Después de una prolongada pausa, Andre asintió. Su rostro oscuro, con las mejillas salientes como madera tallada, estaba tenso.
—O empeorará —habló. Deseoso de ser ecuánime con Elia, añadió—: Algunas cosas han mejorado. El acuerdo comercial…, si lo cumplen. Y la expansión hacia el Valle del Sur. No habrá trabajos forzados, «propiedades» ni ninguna de esas cosas. Soy optimista en este aspecto. Es posible que, para variar, trabajemos codo a codo.
—¿Irás?
—No lo sé. Supongo que sí. Debería ir.
—¿Y la colonia del norte, el valle y las montañas que ustedes descubrieron? —Andre la miró y meneó la cabeza—. ¿No hay ninguna posibilidad?
—Sólo si nos trasladáramos como servidumbre de la Ciudad.
—¿Marquez no acepta que ustedes vayan solos, sin gente de la Ciudad? —Andre volvió a negar con la cabeza—. ¿Qué ocurriría si ustedes se fueran pase lo que pase?

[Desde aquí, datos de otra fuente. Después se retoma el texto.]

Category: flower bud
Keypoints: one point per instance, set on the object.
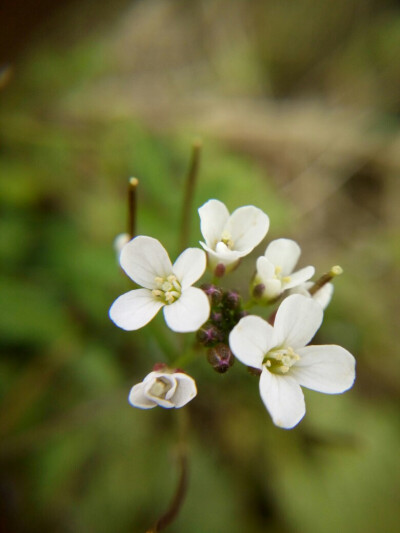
(214, 293)
(232, 300)
(258, 290)
(217, 317)
(220, 358)
(209, 335)
(219, 270)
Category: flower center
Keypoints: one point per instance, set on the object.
(160, 388)
(280, 361)
(168, 289)
(226, 238)
(278, 275)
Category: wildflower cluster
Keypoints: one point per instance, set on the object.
(275, 346)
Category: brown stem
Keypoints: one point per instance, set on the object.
(189, 193)
(183, 466)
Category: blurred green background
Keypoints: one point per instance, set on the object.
(298, 107)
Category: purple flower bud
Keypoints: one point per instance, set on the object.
(214, 293)
(220, 358)
(216, 317)
(208, 335)
(258, 290)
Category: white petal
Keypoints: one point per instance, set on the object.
(213, 217)
(185, 391)
(134, 309)
(222, 255)
(143, 259)
(149, 383)
(283, 398)
(251, 339)
(189, 312)
(265, 269)
(284, 253)
(329, 369)
(137, 397)
(297, 320)
(190, 266)
(248, 226)
(299, 277)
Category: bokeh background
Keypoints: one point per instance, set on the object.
(297, 104)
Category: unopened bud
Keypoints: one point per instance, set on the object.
(258, 290)
(214, 293)
(216, 317)
(219, 270)
(232, 300)
(220, 358)
(209, 335)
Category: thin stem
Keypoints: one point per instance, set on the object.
(325, 278)
(176, 503)
(132, 206)
(189, 193)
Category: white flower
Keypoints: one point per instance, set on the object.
(275, 269)
(323, 295)
(147, 263)
(280, 352)
(230, 237)
(163, 388)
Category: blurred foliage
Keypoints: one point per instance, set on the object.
(74, 455)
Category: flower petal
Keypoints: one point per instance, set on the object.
(185, 391)
(297, 320)
(329, 368)
(137, 398)
(145, 258)
(189, 312)
(251, 339)
(134, 309)
(284, 253)
(190, 266)
(299, 277)
(213, 217)
(283, 398)
(248, 226)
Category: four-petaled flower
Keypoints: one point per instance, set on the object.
(147, 263)
(228, 238)
(163, 388)
(280, 352)
(275, 270)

—¿Con qué crees que sueño todas las noches? —preguntó y por primera vez su tono fue ácido—. Sueño con el valle del norte después de estar con Elia, Joya, Sam, Marquez y la Junta hablando de hacer transacciones, cooperar, ser razonables. Pero si nos fuéramos nos seguirían.
—Vayan a donde no puedan seguirlos.
—¿Adónde? —preguntó Andre, recobrado su tono paciente, sardónico y triste.
—¡A cualquier parte! Más al este, entre los bosques. O al sudeste. O al sur, costa abajo, más allá de donde van los pescadores… ¡Tienen que existir otras bahías, otros emplazamientos! Éste es todo un continente, un mundo completo. ¿Por qué tenemos que seguir aquí, amontonados, destrozándonos los unos a los otros? Tú, Lev y los demás han estado en la inmensidad, sabes cómo es…
—Sí, lo sé.
—Pero regresaron. ¿Por qué regresaron? ¿Por qué la gente no puede irse, unos pocos a la vez, irse simplemente, por la noche, y seguir adelante? Tal vez unos pocos podrían formar una avanzadilla y crear escalas con provisiones. Pero no pueden dejar huellas, ninguna. Se van y ya está. ¡Lejos! Y cuando hayan recorrido cien, quinientos o mil kilómetros, cuando encuentren un buen sitio, hacen un alto en el camino y crean una colonia. Un lugar nuevo. Solos.
—No es posible… Luz, eso divide a la comunidad —explicó Andre—. Sería como… huir.
—¡Vaya! —exclamó Luz y sus ojos ardieron de furia—. ¡Huir! ¡Caes en la trampa de Marquez en el Valle del Sur y a eso lo llamas una situación firme! Hablas de elección y de libertad… El mundo, el mundo entero está para que lo vivas y seas libre, ¡pero lo otro sería huir! ¿De qué? ¿Hacia qué? Tal vez no podemos ser libres, quizás la gente siempre va consigo, pero al menos puede intentarlo. ¿Para qué sirvió vuestra Larga Marcha? ¿Qué te hace pensar que alguna vez concluyó?